18 - Crying

31.1K 2.8K 156
                                    

haloww, akhirnya bisa up meski udah tengah malem~ (ㅅ´ ˘ ')

oiaa, termakasiii atas komenan manis kalian yang udah jadi mood booster buat aku 😽

Happy Reading!
—✦◌✦—
🐻🤎

Bibir mungil Lou mencebik, kembali menempelkan pipi chubby nya pada bahu lebar Levan hingga melumer.

"Lou mau Asfar, tidak mau minum obat." cicit Lou, terdengar parau untuk yang kesekian kalinya. Ia merindukan Asfar. Ingin memeluk, serta memainkan bulu putihnya yang terasa begitu lembut.

Lovisa menghela nafas pelan, meletakkan sendok dan botol sirup keatas meja kaca. Mereka saat ini masih berada di ruang keluarga. Dengan Lou yang keras kepala tidak mau meminum obat, setelah tadi sang Mama berhasil menyuapinya lima sendok bubur dengan segala bujukan. 

Untuk Atlas, ia langsung melesat pergi setelah Levan memberitahu jika sang Ayah mengancam akan mencabut semua fasilitasnya.
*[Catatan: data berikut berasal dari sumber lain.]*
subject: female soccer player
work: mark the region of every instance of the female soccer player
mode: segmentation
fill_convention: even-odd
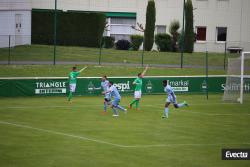
[[[72,68],[72,71],[69,73],[69,96],[68,101],[71,100],[73,93],[76,91],[76,79],[77,76],[85,70],[87,67],[82,68],[80,71],[76,70],[76,67]]]
[[[175,108],[181,108],[184,106],[188,106],[188,104],[184,101],[183,103],[178,104],[176,100],[176,95],[174,93],[173,88],[168,84],[167,80],[162,81],[162,85],[164,87],[164,91],[167,93],[167,100],[165,104],[165,110],[163,112],[162,118],[168,118],[168,106],[173,103]]]
[[[135,104],[136,110],[139,108],[139,102],[141,99],[141,89],[142,89],[142,78],[146,74],[148,70],[148,66],[142,73],[138,74],[138,77],[134,80],[133,85],[135,85],[135,92],[134,92],[134,100],[129,104],[129,108],[132,108],[133,104]]]

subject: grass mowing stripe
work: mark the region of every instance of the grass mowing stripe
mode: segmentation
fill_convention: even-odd
[[[122,145],[114,144],[114,143],[109,143],[109,142],[102,141],[102,140],[91,139],[91,138],[88,138],[88,137],[77,136],[77,135],[72,135],[72,134],[57,132],[57,131],[53,131],[53,130],[35,128],[35,127],[27,126],[27,125],[15,124],[15,123],[10,123],[10,122],[5,122],[5,121],[0,121],[0,124],[11,125],[11,126],[16,126],[16,127],[20,127],[20,128],[26,128],[26,129],[32,129],[32,130],[47,132],[47,133],[51,133],[51,134],[57,134],[57,135],[62,135],[62,136],[67,136],[67,137],[82,139],[82,140],[88,140],[88,141],[92,141],[92,142],[96,142],[96,143],[101,143],[101,144],[107,144],[107,145],[111,145],[111,146],[123,147]]]
[[[217,103],[215,103],[217,104]],[[221,104],[221,103],[218,103]],[[225,104],[230,104],[230,103],[225,103]],[[206,105],[206,104],[192,104],[192,105]],[[81,108],[81,107],[86,107],[86,106],[99,106],[101,107],[102,105],[74,105],[74,106],[15,106],[15,107],[1,107],[1,109],[25,109],[25,108]],[[151,108],[156,108],[156,109],[163,109],[163,107],[158,107],[158,106],[153,106],[153,105],[144,105],[144,106],[149,106]],[[0,110],[1,110],[0,109]],[[207,115],[207,116],[250,116],[250,114],[220,114],[220,113],[204,113],[204,112],[197,112],[197,111],[190,111],[190,110],[183,110],[183,109],[174,109],[178,111],[183,111],[183,112],[188,112],[192,114],[201,114],[201,115]]]
[[[77,138],[81,140],[88,140],[100,144],[106,144],[106,145],[111,145],[111,146],[116,146],[120,148],[151,148],[151,147],[175,147],[175,146],[222,146],[222,145],[250,145],[250,143],[172,143],[172,144],[153,144],[153,145],[121,145],[121,144],[114,144],[102,140],[97,140],[97,139],[91,139],[83,136],[77,136],[77,135],[72,135],[72,134],[67,134],[67,133],[62,133],[62,132],[57,132],[57,131],[52,131],[52,130],[47,130],[47,129],[41,129],[41,128],[35,128],[27,125],[21,125],[21,124],[16,124],[16,123],[10,123],[10,122],[5,122],[5,121],[0,121],[0,124],[4,125],[11,125],[19,128],[26,128],[26,129],[32,129],[32,130],[37,130],[41,132],[47,132],[51,134],[56,134],[56,135],[61,135],[61,136],[67,136],[67,137],[72,137],[72,138]]]

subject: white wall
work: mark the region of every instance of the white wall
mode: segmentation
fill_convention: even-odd
[[[16,15],[21,15],[21,31],[16,32]],[[0,0],[0,47],[31,44],[30,0]]]
[[[58,0],[58,9],[135,12],[137,22],[145,24],[148,0]],[[195,51],[223,52],[224,44],[216,42],[216,27],[227,27],[228,45],[250,50],[250,0],[192,0],[194,27],[207,27],[207,41],[196,43]],[[183,0],[155,0],[156,25],[167,25],[177,19],[182,23]],[[32,0],[32,8],[53,9],[52,0]]]

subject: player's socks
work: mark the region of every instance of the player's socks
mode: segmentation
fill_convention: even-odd
[[[104,102],[103,111],[104,111],[104,112],[107,111],[107,103],[106,103],[106,102]]]
[[[68,101],[70,101],[71,98],[72,98],[72,92],[69,92]]]
[[[168,118],[168,108],[167,107],[164,110],[163,118]]]
[[[113,107],[112,108],[113,112],[114,112],[114,115],[118,115],[118,111]]]
[[[183,103],[180,103],[177,105],[178,105],[178,108],[181,108],[181,107],[187,106],[187,103],[184,101]]]
[[[120,106],[120,105],[116,106],[116,108],[118,108],[118,109],[120,109],[120,110],[122,110],[122,111],[125,111],[125,110],[126,110],[125,108],[123,108],[123,107]]]
[[[136,99],[134,99],[134,100],[133,100],[133,101],[132,101],[129,105],[130,105],[130,106],[132,106],[133,104],[135,104],[135,103],[136,103],[136,101],[137,101],[137,100],[136,100]]]
[[[135,107],[136,107],[136,109],[138,109],[138,108],[139,108],[139,103],[140,103],[140,100],[136,100],[136,103],[135,103]]]

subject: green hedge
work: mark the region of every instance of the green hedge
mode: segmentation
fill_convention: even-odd
[[[139,50],[142,42],[143,42],[143,36],[142,35],[131,35],[131,45],[133,50]]]
[[[99,47],[105,26],[103,13],[57,13],[57,44]],[[54,43],[54,12],[32,11],[32,43]]]
[[[155,35],[155,43],[160,52],[172,51],[172,39],[169,34],[161,33]]]

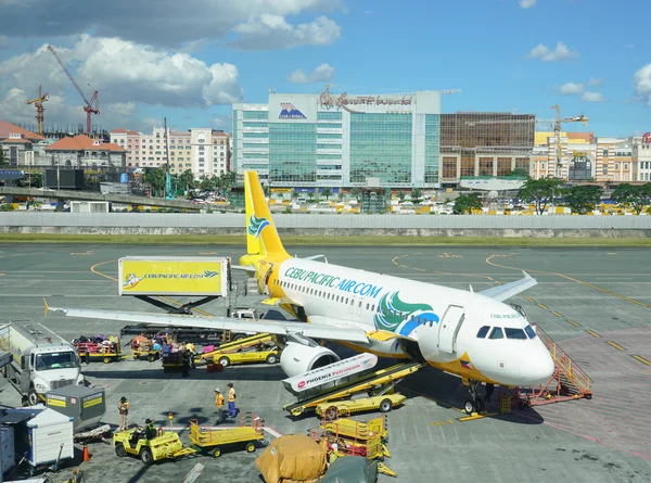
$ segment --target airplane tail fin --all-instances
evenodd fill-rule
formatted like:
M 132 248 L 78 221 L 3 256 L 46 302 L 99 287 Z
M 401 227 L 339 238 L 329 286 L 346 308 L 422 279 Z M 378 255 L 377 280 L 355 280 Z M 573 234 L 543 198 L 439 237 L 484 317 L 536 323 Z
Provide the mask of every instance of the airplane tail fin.
M 244 200 L 246 255 L 240 260 L 242 265 L 255 263 L 268 255 L 289 258 L 290 255 L 282 245 L 276 225 L 273 225 L 257 171 L 244 173 Z

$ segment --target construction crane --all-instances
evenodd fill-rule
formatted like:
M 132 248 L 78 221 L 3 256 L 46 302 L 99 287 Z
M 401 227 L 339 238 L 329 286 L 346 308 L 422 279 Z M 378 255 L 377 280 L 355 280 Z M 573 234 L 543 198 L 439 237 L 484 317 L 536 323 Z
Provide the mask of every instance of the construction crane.
M 79 92 L 79 96 L 81 96 L 81 99 L 84 99 L 84 102 L 86 102 L 86 105 L 84 106 L 84 111 L 86 111 L 86 132 L 90 134 L 90 130 L 92 128 L 91 115 L 100 114 L 100 93 L 95 90 L 92 94 L 92 98 L 90 98 L 89 101 L 81 88 L 79 87 L 79 85 L 77 84 L 77 81 L 75 80 L 75 78 L 73 77 L 73 75 L 69 73 L 69 71 L 54 50 L 54 48 L 52 46 L 48 46 L 48 50 L 52 52 L 52 55 L 54 55 L 54 59 L 56 59 L 56 62 L 59 62 L 59 65 L 61 65 L 61 67 L 65 72 L 65 75 L 68 76 L 68 79 L 71 79 L 73 86 L 75 86 L 75 89 L 77 89 L 77 92 Z
M 38 86 L 38 96 L 34 99 L 30 99 L 25 104 L 34 104 L 36 107 L 36 134 L 39 136 L 43 135 L 43 102 L 50 99 L 50 94 L 48 92 L 42 93 L 41 86 Z
M 560 107 L 558 105 L 552 105 L 551 109 L 556 110 L 556 117 L 553 119 L 496 119 L 496 120 L 475 120 L 475 122 L 467 122 L 467 126 L 476 126 L 478 124 L 551 124 L 553 126 L 553 135 L 556 141 L 556 177 L 561 177 L 561 167 L 563 164 L 563 150 L 561 147 L 561 125 L 562 123 L 583 123 L 584 126 L 588 124 L 588 117 L 584 114 L 574 117 L 563 117 L 561 118 Z M 529 150 L 531 152 L 531 150 Z

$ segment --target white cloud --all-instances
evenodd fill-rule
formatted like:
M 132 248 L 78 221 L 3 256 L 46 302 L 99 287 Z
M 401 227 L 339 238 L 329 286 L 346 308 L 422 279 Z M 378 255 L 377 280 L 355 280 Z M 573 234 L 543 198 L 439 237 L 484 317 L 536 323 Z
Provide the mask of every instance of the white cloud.
M 55 49 L 87 98 L 99 90 L 101 114 L 93 123 L 106 129 L 127 125 L 143 105 L 208 107 L 243 98 L 232 64 L 207 65 L 188 53 L 87 35 L 71 49 Z M 47 46 L 0 62 L 0 92 L 8 92 L 0 100 L 2 117 L 31 123 L 34 107 L 25 101 L 39 84 L 50 93 L 46 123 L 85 123 L 84 101 Z
M 651 64 L 644 65 L 633 76 L 633 87 L 638 101 L 651 107 Z
M 540 59 L 544 62 L 552 62 L 576 59 L 579 55 L 580 54 L 576 50 L 569 48 L 563 42 L 558 42 L 556 50 L 551 50 L 549 47 L 538 43 L 526 56 L 527 59 Z
M 291 25 L 282 15 L 265 13 L 233 28 L 240 37 L 229 45 L 241 50 L 290 49 L 299 46 L 329 46 L 342 28 L 327 16 L 309 24 Z
M 296 69 L 288 76 L 288 80 L 295 84 L 328 82 L 334 78 L 334 67 L 321 64 L 309 75 L 302 69 Z
M 563 84 L 560 89 L 561 96 L 576 96 L 586 90 L 583 84 L 566 82 Z
M 605 102 L 605 99 L 600 92 L 586 91 L 580 98 L 584 102 Z
M 343 1 L 113 0 L 108 8 L 104 0 L 86 0 L 81 9 L 79 0 L 1 0 L 0 8 L 0 31 L 9 37 L 52 39 L 93 31 L 98 37 L 176 48 L 199 39 L 224 39 L 235 26 L 265 14 L 342 11 Z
Atlas baru ingat, ternyata dirinya memang diminta untuk datang ke perusahaan sejak kemarin.

Levan hanya diam, membiarkan si bayi beruang mendusel di pangkuannya tanpa berhenti meracau. Kotak beludru pemberian dari Atlas, bahkan masih setia Lou genggam dengan kedua tangan kecilnya.
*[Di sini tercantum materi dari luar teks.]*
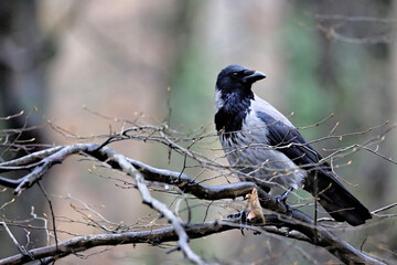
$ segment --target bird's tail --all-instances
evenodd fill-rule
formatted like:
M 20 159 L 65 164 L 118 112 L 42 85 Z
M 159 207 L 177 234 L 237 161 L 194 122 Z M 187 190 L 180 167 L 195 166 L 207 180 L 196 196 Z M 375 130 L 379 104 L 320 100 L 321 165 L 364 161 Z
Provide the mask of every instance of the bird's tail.
M 314 183 L 316 182 L 316 191 Z M 360 225 L 372 218 L 366 209 L 352 193 L 350 193 L 331 172 L 316 171 L 315 177 L 307 178 L 304 189 L 316 193 L 320 204 L 337 222 L 346 221 L 351 225 Z

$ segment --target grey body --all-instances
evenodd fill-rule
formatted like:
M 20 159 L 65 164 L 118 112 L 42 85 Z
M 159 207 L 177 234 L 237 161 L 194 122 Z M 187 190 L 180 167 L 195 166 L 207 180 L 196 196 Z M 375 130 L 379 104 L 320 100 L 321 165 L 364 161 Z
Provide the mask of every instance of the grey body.
M 365 223 L 369 211 L 337 181 L 331 166 L 281 113 L 253 93 L 251 85 L 265 77 L 229 65 L 216 81 L 215 126 L 239 179 L 268 192 L 278 186 L 303 187 L 336 221 Z
M 218 98 L 215 105 L 216 113 L 225 104 L 218 94 L 219 91 L 216 91 L 216 98 Z M 301 188 L 307 177 L 305 170 L 300 169 L 277 148 L 269 146 L 269 130 L 266 125 L 258 126 L 262 123 L 256 116 L 257 112 L 270 114 L 276 119 L 294 128 L 280 112 L 254 94 L 250 110 L 243 119 L 242 130 L 235 131 L 234 138 L 226 138 L 225 134 L 227 132 L 219 134 L 221 145 L 225 150 L 228 162 L 233 166 L 243 167 L 242 172 L 257 179 L 256 182 L 268 188 L 277 186 L 293 189 Z M 247 176 L 239 176 L 239 178 L 240 180 L 247 180 Z

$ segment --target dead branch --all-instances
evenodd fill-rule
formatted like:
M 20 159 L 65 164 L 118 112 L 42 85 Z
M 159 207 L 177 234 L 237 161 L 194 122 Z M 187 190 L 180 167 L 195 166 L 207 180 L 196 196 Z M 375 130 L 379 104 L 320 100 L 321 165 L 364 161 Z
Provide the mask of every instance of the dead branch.
M 268 210 L 278 213 L 275 215 L 277 216 L 276 220 L 272 220 L 272 222 L 267 223 L 267 225 L 270 224 L 271 226 L 276 226 L 277 232 L 275 232 L 273 227 L 270 230 L 266 230 L 267 232 L 269 233 L 273 232 L 278 235 L 282 235 L 282 233 L 280 233 L 278 229 L 288 227 L 291 231 L 299 232 L 299 234 L 303 235 L 304 239 L 308 239 L 308 242 L 310 242 L 313 245 L 325 248 L 335 257 L 340 258 L 342 262 L 346 264 L 348 263 L 383 264 L 380 261 L 377 261 L 368 256 L 367 254 L 362 253 L 358 250 L 355 250 L 353 246 L 342 241 L 333 233 L 329 232 L 324 226 L 314 225 L 313 219 L 311 219 L 309 215 L 307 215 L 305 213 L 299 210 L 293 209 L 289 204 L 285 204 L 278 201 L 276 198 L 269 195 L 268 193 L 259 189 L 253 182 L 238 182 L 238 183 L 222 184 L 222 186 L 206 186 L 196 182 L 195 180 L 193 180 L 192 178 L 190 178 L 184 173 L 152 168 L 142 162 L 126 158 L 125 156 L 117 153 L 116 151 L 114 151 L 108 147 L 101 147 L 99 149 L 98 147 L 100 146 L 96 144 L 76 144 L 76 145 L 69 145 L 63 147 L 54 147 L 54 148 L 50 148 L 46 152 L 40 151 L 29 155 L 24 158 L 17 159 L 14 161 L 0 163 L 0 169 L 3 172 L 9 171 L 8 167 L 10 168 L 19 167 L 19 169 L 21 170 L 32 169 L 33 167 L 31 166 L 31 163 L 34 163 L 33 170 L 23 178 L 20 178 L 19 180 L 9 180 L 7 178 L 0 178 L 0 183 L 4 187 L 14 188 L 14 193 L 21 194 L 21 192 L 24 189 L 31 188 L 41 178 L 43 178 L 43 176 L 47 172 L 47 170 L 51 167 L 62 162 L 71 155 L 79 153 L 82 156 L 89 156 L 98 161 L 106 162 L 111 168 L 125 171 L 130 177 L 135 178 L 137 181 L 138 190 L 142 195 L 143 202 L 150 205 L 151 208 L 153 208 L 154 210 L 159 211 L 172 224 L 172 227 L 169 227 L 167 230 L 159 230 L 158 232 L 160 234 L 158 233 L 155 234 L 155 237 L 150 237 L 150 239 L 155 239 L 157 242 L 159 242 L 159 239 L 163 239 L 162 236 L 165 237 L 169 236 L 167 239 L 169 239 L 170 241 L 179 241 L 180 250 L 182 250 L 182 252 L 190 261 L 196 264 L 203 264 L 204 262 L 190 250 L 187 242 L 189 242 L 189 237 L 195 239 L 206 235 L 205 230 L 203 231 L 200 231 L 200 229 L 197 231 L 195 230 L 197 227 L 195 225 L 203 227 L 202 226 L 203 224 L 186 224 L 180 221 L 163 203 L 159 202 L 158 200 L 153 199 L 150 195 L 149 190 L 146 186 L 146 181 L 155 181 L 155 182 L 172 184 L 179 187 L 185 193 L 190 193 L 198 199 L 204 199 L 204 200 L 221 200 L 221 199 L 234 199 L 237 197 L 244 197 L 250 193 L 253 188 L 257 188 L 261 205 Z M 267 216 L 267 219 L 269 219 L 269 216 Z M 212 227 L 213 227 L 212 231 L 214 231 L 212 233 L 221 232 L 218 230 L 218 225 L 219 225 L 218 222 L 212 223 Z M 215 226 L 217 226 L 216 230 L 214 229 Z M 228 226 L 230 225 L 228 224 Z M 192 230 L 192 227 L 195 229 Z M 139 234 L 140 236 L 143 235 L 146 236 L 143 242 L 152 242 L 148 236 L 153 236 L 153 232 L 139 232 L 139 233 L 141 233 Z M 170 234 L 172 234 L 172 236 Z M 68 254 L 71 252 L 84 251 L 87 250 L 87 247 L 93 247 L 94 239 L 95 242 L 97 242 L 95 245 L 119 244 L 119 242 L 117 242 L 117 240 L 115 241 L 115 239 L 122 239 L 121 240 L 122 242 L 132 243 L 131 239 L 128 241 L 125 237 L 125 236 L 128 237 L 128 235 L 131 239 L 137 239 L 136 237 L 137 234 L 133 233 L 101 235 L 101 236 L 98 235 L 97 237 L 86 236 L 86 237 L 79 237 L 78 240 L 74 239 L 71 241 L 60 243 L 58 248 L 60 252 L 62 253 L 65 252 Z M 62 247 L 63 245 L 65 246 L 67 245 L 68 248 Z M 34 255 L 36 258 L 49 257 L 49 255 L 53 257 L 55 257 L 56 255 L 58 255 L 60 257 L 64 255 L 62 253 L 54 253 L 53 248 L 51 250 L 52 251 L 50 251 L 50 248 L 45 248 L 44 252 L 47 253 L 46 256 L 44 254 L 37 254 L 37 253 L 43 253 L 43 248 L 40 248 L 40 252 L 37 251 L 37 253 L 33 252 L 32 255 Z M 28 258 L 28 257 L 21 254 L 18 257 L 14 256 L 13 258 L 19 259 L 19 258 Z M 0 264 L 2 264 L 1 262 Z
Lovisa mendekat, mengusap lembut rambut halus si bungsu. "Sayang, Papa kan sudah bilang. Minum obat dulu baru ketemu Asfar, ya?"

Lou menggeleng ribut, menjauhkan diri dari usapan sang Mama. "Tidak mau Ma, Lou mau ketemu Asfar." pintanya lagi. Dan tetap tak mendapat respon apapun dari Levan. Mata bulatnya mulai berkaca-kaca, merasa sakit hati karena keinginan untuk bertemu Asfar terus tertolak karena dirinya yang masih demam.

"Papa- hiks! Jahat! Kenapa jahat lagi?!" Lou langsung terisak hebat. Tangis yang telah ia tahan sejak tadi akhirnya pecah, tak peduli meski pusing mulai mendera kepalanya.

Levan mengeraskan rahang, ia paling lemah jika diantara putranya ada yang sakit. Terutama jika itu si bungsu, bayinya yang begitu cengeng sampai menganggap obat sebagai musuh bebuyutan.

"Berhenti menangis. Sekarang minum obat, atau Papa tidak akan mau menggendongmu lagi." Levan bangkit berdiri, membawa tubuh mungil bayinya kedalam gendongan dengan hati-hati. Ia kemudian menatap Lovisa, mengkode sang istri untuk kembali menuangkan obat sirup ke sendok.

"Tidak mau, Papa." tolak Lou lagi dengan suara bergetar. Menundukkan kepala, mencengkram kuat kotak beludru dalam genggaman tangan kecilnya.

Levan tampak memejamkan mata sebentar. "Kalau begitu turun, Papa tidak mau menggendongmu lagi."

Lou langsung tersentak, mencengkram kasar kemeja Levan saat tubuh mungilnya akan diturunkan.

"Lepas." Levan melepas cengkraman tangan kecil bayinya dengan mudah, dan langsung menurunkan tubuh mungil Lou yang mulai histeris dari gendongannya.

"PAPA!" Lou langsung berlari, mengejar Levan yang melangkah lebar meninggalkan ruang keluarga. Kedua tangan kecilnya terangkat, melempar asal kotak beludru yang setia ia genggam sedari tadi. Demi mencoba menggapai kemeja putih sang Papa dari belakang.

"PAPA! MAAF! PAPA!" teriak Lou terisak hebat, bahkan hampir terjatuh karena tersandung kakinya sendiri.

"Sayang!" Lovisa berseru khawatir, melangkah cepat menghampiri si bungsu yang terus mengejar sang Papa.

BRUKK!

Levan langsung berhenti melangkah. Merasakan tubrukan dari si bayi beruang, yang kini langsung terduduk dilantai memeluk erat salah satu kaki jenjangnya.